The insights gleaned can be both comforting and challenging. Inevitably, you will learn something that makes each candidate distinctive.

4. What questions do you have?

We are firmly convinced that you can learn every bit as much from candidates’ questions as you will from their answers. Usually, candidates will weave their questions into the fabric of the discussion, but we still suggest you create a specific opening for questions about halfway through.

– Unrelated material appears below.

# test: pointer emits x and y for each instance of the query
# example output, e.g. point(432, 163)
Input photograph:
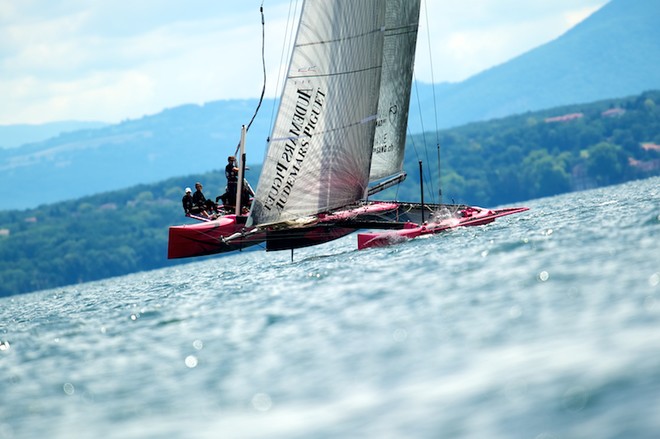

Candidates who respond with probing, thoughtful, nuanced questions are likely to exhibit these same qualities in their leadership; candidates whose questions are dull, rote, irrelevant or untimely may exhibit similar characteristics on the job. Through their questions, we have found, candidates demonstrate how they prepare, how they listen and what they hold dear in subtle ways. We have seen interviews (and candidacies!) end prematurely because of the lack of good questions, and we have seen interest soar in response to prospects whose questions were especially provocative or illuminating.

Don’t wait until the end of the interview to invite a candidate’s questions. Not only might you miss the opportunity to speak to issues important to your prospect, but you will also miss the opportunity to phrase subsequent questions in ways that build on a candidate’s concerns. Remember, you are recruiting a senior executive, not just screening applicants.

5. What makes you interesting?

When you hire a CEO, you get the whole person. An interesting, stimulating CEO with broad appeal and a balanced life will make a fundamentally more captivating colleague for you and the organization than will candidates for whom work is their sole outlet.

In a recent set of interviews, the CEO search committee for an association we were working with stumbled onto the fact that the candidate they were speaking with had flown in the night before and spent the evening at a baseball game. Baseball and coaching, it turns out, were among this candidate’s core passions outside of his work.

The ensuing discussion about hobbies and diversions said volumes about the way in which the candidate made his leadership manifest. Time is every leader’s scarcest commodity; pay attention to how your candidates use it. (P.S.The baseball-loving candidate starts as CEO on August 1.)